Thursday 17 March 2022

Star Wars: The High Republic Adventures #13 – Comic Review

 

Originally published on Set The Tape


It feels like Star Wars: The High Republic Adventures has been building to something big for a while now. At first I thought it was going to be the confrontation between the Jedi and Nihil, more specifically the confrontation with Krix Kamerat, but it looks like that wasn’t the end goal. Instead, this issue showcases how things have been more about the matters of the heart than intergalactic war.

This issue sees our heroic Jedi bringing Krix into custody, and what happens after they’ve completed their mission. For some, like Farzala and Qort, this means spending time with some new younglings and making friends, but for Lula it means a ton of introspection. I’d mentioned in a previous review that it felt like perhaps something romantic was brewing between Lula and Zeen, that it seemed like these two young women were more than just friends.
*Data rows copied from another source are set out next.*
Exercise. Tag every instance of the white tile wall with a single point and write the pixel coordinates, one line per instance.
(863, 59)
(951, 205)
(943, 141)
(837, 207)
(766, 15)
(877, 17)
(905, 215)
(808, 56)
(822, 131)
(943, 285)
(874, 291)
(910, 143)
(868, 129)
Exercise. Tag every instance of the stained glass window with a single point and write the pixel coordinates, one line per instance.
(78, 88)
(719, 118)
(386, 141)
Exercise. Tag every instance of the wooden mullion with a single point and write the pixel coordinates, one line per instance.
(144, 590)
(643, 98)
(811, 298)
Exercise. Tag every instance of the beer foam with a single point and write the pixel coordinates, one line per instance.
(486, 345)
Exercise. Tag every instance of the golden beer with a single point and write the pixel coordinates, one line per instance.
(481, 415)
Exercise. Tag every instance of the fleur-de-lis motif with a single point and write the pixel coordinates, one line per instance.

Well, this issue does away with subtlety and makes this very much the focus.

So yes, Lula and Zeen love each other; and honestly, I absolutely love this. Love stories have always been a part of Star Wars, and whether that was Han and Leia in the original trilogy, Anakin and Padme in the prequels, or Kanan and Hera in Star Wars Rebels, love has been a big part of this franchise. And in a lot of cases, love involving a Jedi. Jedi aren’t celibate, they’re allowed to have sexual relationships, and in some cases like Ki-Adi-Mundi are encouraged to. It’s love that’s the big no-no. Obi-Wan had to give up Satine, Anakin refused to give up Padme, and now Lula comes to the realisation that she loves Zeen. The question is, will she let that love go or not?

Lula’s questions are the focus of the issue, and it really does feel like someone in the early stages of love, questioning if their feelings are real, if they should say anything to the other person, and if their love could alter their life forever. Now, that last one might not be a feeling that everyone who’s been in love will relate to, but there is one group of people who will understand that: the queer community.

The love story between Zeen and Lula is very much leaning into the fact that they’re both women, but not in a way that’s incredibly obvious. None of the characters seem to care that it’s two girls in love, as you’d expect from a society made up of hundreds of different species. Instead, Daniel Jose Older uses the Force to make it relatable for queer readers. Zeen has a conversation with Krix where they talk about her connection to the Force and how she was told if she would “stop using the Force and it would go away. And we could be normal again”. If this isn’t a ‘Have you tried not being gay?’ stand in I’ll eat my hat.

We get more of this from Lula, who feels that her love for Zeen could ruin her life, because she’s expected not to have that kind of connection, because her life has been planned out for her, because people have put the expectation on her that she’ll become a Jedi. This immediately made me think about how families expect that their children are going to be heterosexual, so when you’re dealing with the knowledge that you’re not, you worry about whether or not they’ll accept that, because they’ve already mapped out in their heads that you’ll get married to someone of the opposite gender and have a family. The two of them are having a queer experience thanks to the Force and Jedi expectations.

This is honestly something that I’d never thought I’d see from Star Wars. The sequel trilogy did everyone a disservice by not letting Finn and Poe be a couple, and the ‘queer rep’ they praised themselves for in the final film was a blink and you miss it same-sex kiss in the background. Star Wars needs a queer relationship. Queer Star Wars fans need it to happen. Whilst the seeds for this have very much been laid here I truly hope that this isn’t going to be the end, that these two characters end up together, and that they actually get to kiss and have a happy ending. Because if Star Wars is dangling this in front of me and it gets taken away I’m going to lose it; especially if one of them dies. But hopefully this is the beginning of the first big queer relationship in Star Wars.